Werribee Gorge Excursion                                  Sunday 8th July 2012

The frosty morning cleared to a sunny day as 11 field nats joined leaders Elspeth  and Paul  at Ballan. We drove along Ingleston Road and parked at the rail crossing. A flock of Crimson Rosellas flew off as a train to Ballarat passed.

Our first walk was along the Western Bluff track on the southern edge of Werribee gorge State Park. The track follows a dry ridge with stunted Red Ironbark and Golden Wattle. Most of the other eucalypts have died during the past dry years. The predominant ground cover was bright green moss with scattered shrubs and herbs including Saloop Saltbush, Large-leaf Bush-pea and Twining Fringe-lily. Further along the track low-growing ironbark were covered with Coarse Dodder-laurel which carried many flower buds. From a lookout we could see The Island – a steep-sided, flat-topped hill surrounded on one side by the Werribee River and on the other side by Myrniong Creek. A Wedge-tailed Eagle was soaring across the valley near the Western Freeway. On the walk back to the car we saw Striped Greenhood in flower. Other orchid leaves were seen in many places. Buff-rumped Thornbills, a male Scarlet Robin and White-plumed Honeyeater were some of the birds seen.

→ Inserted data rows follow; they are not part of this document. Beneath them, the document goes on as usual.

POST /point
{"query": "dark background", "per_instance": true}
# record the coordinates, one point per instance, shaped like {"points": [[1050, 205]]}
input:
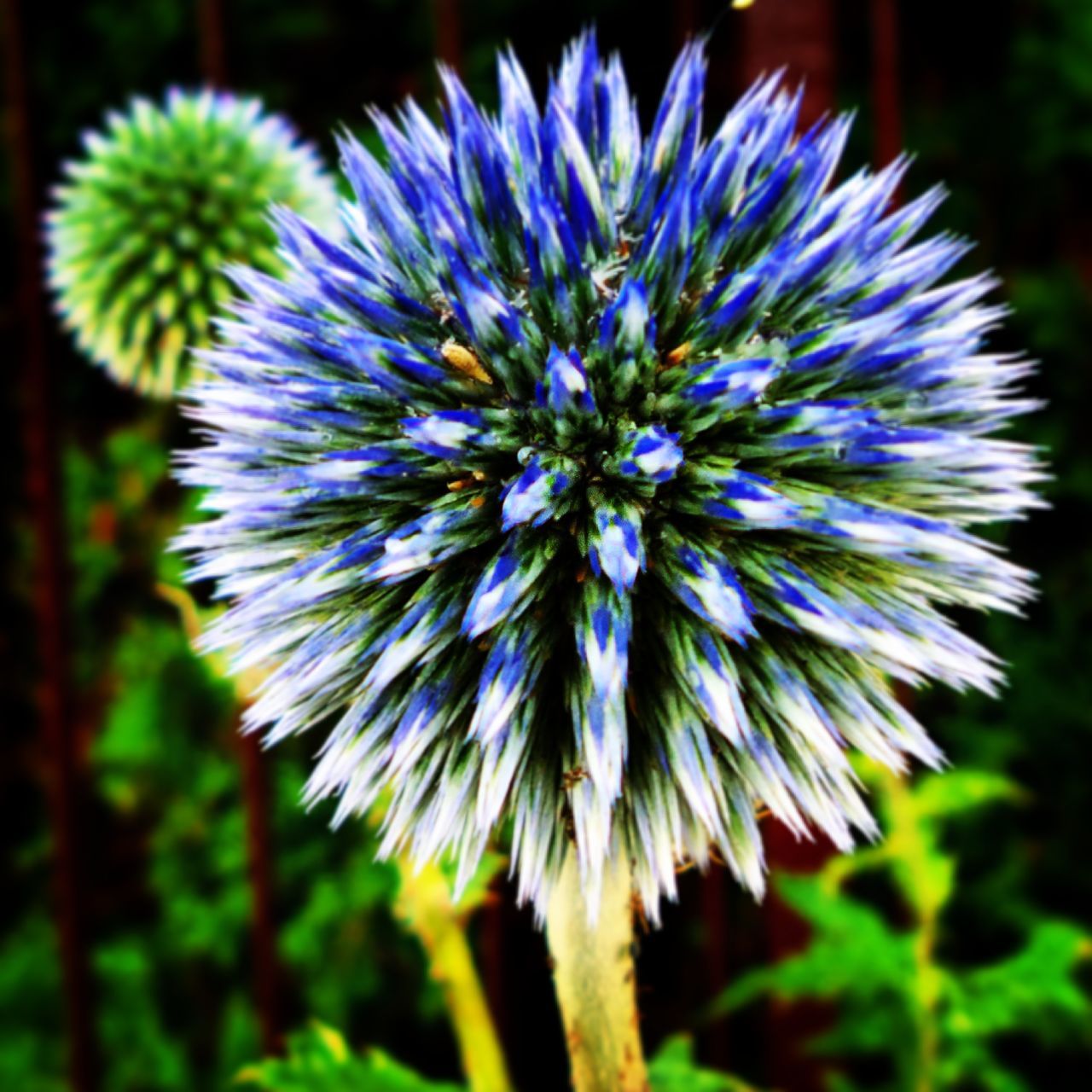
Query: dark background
{"points": [[118, 757]]}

Striped Greenhood, Werribee Gorge










The morning tea stop was at Lions Club reserve on the banks of the Werribee River in Bacchus Marsh. A magpie carolled as we enjoyed a cuppa.

The geological highlight of the day was a visit to the Council Trench reserve at Darley. It is the only known outcrop of Triassic aged sedimentary rock in Victoria. The 210 million year old sediments were deposited in freshwater and consists of massive, contorted, iron-stained sandstone with some conglomerate banding. Further information about the reserve can be found at http://www.vic.gsa.org.au/Heritage/Case_Studies/Council_Trench.html. The reserve is a Rocky Chenopod Woodland Environment Vegetation Class. Shrubs included Golden Wattle, Sweet Bursaria, Tree Violet and the Bacchus Marsh variant of VarnishWattle. Small-leaved Clematis was beginning to flower. Herbaceous plants noted were spear grass, New Holland Daisy, and Ruby Saltbush. We watched a glider being towed aloft by an aeroplane and a Wedge-tailed Eagle gliding in the sky.

Triassic sediments, Council Trench Reserve








Meikles Point Picnic Area in Werribee Gorge State Park was our lunch stop. Superb Fairy-wrens came around the table looking for crumbs while a Yellow Robin perched in an adjacent tree. As we began to walk upstream along the Werribee River we saw a male Golden Whistler, Silvereye and Grey Shrike-thrush. The track follows a water channel constructed in the 1920’s to supply water to Bacchus Marsh. The track has a gentle grade but from the edge falls steeply down to the river. Tillite, a rock deposited by Permian age glaciers is exposed in places along the channel. In places the folding and faulting of Ordovician rock was clearly visible. A rat was seen amongst the vegetation but quickly climbed up the rock face and disappeared. A pair of feral goats was seen on the opposite side of the river. The male had a spreading set of spiralling horns. As we approached the cliffs where Peregrine Falcons regularly nest some people observed a falcon flying swiftly overhead.